This weeks guest post was written at my expense by fellow Healthcare Sales Professional and good friend, Mark Schwab.
You’re stuck in a third world jail and the jailer gives you one phone call – who would you call? For me, I don’t tick through a list of my friends because there’s simply one person at the top, John Crowley. Crowley would drop everything, pop some Cipro and get his ginger ass to whatever hell hole I’ve gotten stuck in.
John and I met about 9 years ago through our wives and kids. Our friendship has gone through births, deaths, sickness, joy, and more job changes than is reasonable. Several threads weave their way through our friendship: respect, honesty, trash-talking, practical jokes, and sales. We have a passion for sales and the sales process, so naturally we take moments from our lives and use them as analogies for sales.
John and I consistently screw with each other. We’ve created fake ads on Craigslist for a “free refrigerator” so the other person is bombarded with calls from strangers; changed license plates from a Yankees plate to a Red Sox plate; and put incredibly embarrassing bumper stickers on each other’s cars.

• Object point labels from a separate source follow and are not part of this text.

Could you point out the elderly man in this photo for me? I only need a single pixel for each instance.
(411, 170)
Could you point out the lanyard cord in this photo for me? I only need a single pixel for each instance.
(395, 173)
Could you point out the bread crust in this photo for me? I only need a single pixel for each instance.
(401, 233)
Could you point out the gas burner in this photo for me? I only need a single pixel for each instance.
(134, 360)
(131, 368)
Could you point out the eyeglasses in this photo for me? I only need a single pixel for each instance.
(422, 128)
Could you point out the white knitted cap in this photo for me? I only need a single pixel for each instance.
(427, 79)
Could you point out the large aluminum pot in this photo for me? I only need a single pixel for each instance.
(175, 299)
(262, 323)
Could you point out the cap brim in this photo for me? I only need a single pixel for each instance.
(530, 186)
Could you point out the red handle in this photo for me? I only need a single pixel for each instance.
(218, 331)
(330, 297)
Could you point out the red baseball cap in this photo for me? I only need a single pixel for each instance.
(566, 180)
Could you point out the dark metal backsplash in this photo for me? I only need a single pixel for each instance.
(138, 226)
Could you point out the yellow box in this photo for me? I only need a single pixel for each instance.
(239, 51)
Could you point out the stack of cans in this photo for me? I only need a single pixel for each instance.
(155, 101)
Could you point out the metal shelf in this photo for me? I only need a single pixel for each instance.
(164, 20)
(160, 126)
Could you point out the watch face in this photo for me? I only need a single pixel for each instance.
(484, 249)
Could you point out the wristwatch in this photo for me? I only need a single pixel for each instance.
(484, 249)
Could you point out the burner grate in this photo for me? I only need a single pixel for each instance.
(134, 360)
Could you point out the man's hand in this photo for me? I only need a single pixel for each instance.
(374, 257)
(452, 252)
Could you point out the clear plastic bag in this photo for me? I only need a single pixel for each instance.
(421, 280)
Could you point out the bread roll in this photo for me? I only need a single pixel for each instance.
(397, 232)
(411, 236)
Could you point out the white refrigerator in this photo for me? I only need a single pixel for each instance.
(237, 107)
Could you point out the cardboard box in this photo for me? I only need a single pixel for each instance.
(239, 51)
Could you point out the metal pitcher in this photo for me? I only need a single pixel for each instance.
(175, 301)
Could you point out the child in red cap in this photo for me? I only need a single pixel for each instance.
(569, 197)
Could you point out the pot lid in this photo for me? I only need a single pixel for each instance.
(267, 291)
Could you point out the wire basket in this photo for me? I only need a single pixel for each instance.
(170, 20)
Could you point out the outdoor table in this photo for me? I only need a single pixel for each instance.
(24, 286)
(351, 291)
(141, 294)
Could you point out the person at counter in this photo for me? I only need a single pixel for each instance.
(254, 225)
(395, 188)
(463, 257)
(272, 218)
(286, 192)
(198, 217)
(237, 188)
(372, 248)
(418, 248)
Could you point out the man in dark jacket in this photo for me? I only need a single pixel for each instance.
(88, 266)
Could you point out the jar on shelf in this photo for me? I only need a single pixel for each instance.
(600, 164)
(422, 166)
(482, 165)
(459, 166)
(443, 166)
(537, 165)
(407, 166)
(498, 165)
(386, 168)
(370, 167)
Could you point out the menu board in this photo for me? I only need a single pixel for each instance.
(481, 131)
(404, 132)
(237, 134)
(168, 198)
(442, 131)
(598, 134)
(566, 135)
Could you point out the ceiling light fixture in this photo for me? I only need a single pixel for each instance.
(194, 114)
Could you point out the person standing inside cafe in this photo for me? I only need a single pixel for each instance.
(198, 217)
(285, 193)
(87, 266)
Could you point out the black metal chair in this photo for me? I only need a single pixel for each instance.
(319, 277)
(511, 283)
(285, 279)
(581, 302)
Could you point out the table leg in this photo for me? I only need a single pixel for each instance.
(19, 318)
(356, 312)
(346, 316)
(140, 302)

Three years ago, John decided he would chain an old toilet filled with flowers to my mailbox. I can just imagine it now. John giggling as he pulled the flower filled toilet out of the back of his truck; quietly setting it down in front of the mailbox; snaking chain around and locking it. Every little sound probably made him jerk his head up because he was so excited and didn’t want to get caught. He was sending pics to our friend Ray, both laughing hysterically.
Just one problem- he chained it to my neighbor’s mailbox.
So why am I writing about this now? Three years later? I’ve included the text thread:
For three years, one of the smartest guys I know thought he had gotten away with a pretty damn good practical joke. If this isn’t an analogy for what we do wrong in sales- I don’t know what is. I can’t count the times I’ve come up with a great plan, executed flawlessly, and waited for results that never come through. I’ve used sales language that didn’t work; I’ve invested time and money in the wrong customer; but when it comes down to it, I neglected details that had previously been successful.
John has been to my house hundreds of times. He had a plan, he executed the plan, and three years later, he realized he failed. In healthcare sales, we often forget who the decision makers are (it’s rarely the physician) and who we need to be selling. We don’t ask enough questions as simple as “am I at the right house?” We stick to our plans and wonder why they don’t work.
Today I realized two things. First, that I got to call my friend and tell him he was an idiot. But more importantly, all of the plans I’m making for my next professional role need to be analyzed, adjusted and/or scrapped. I need to ask more questions, thoroughly understand each process, research, and most importantly, make sure I’m at the right house.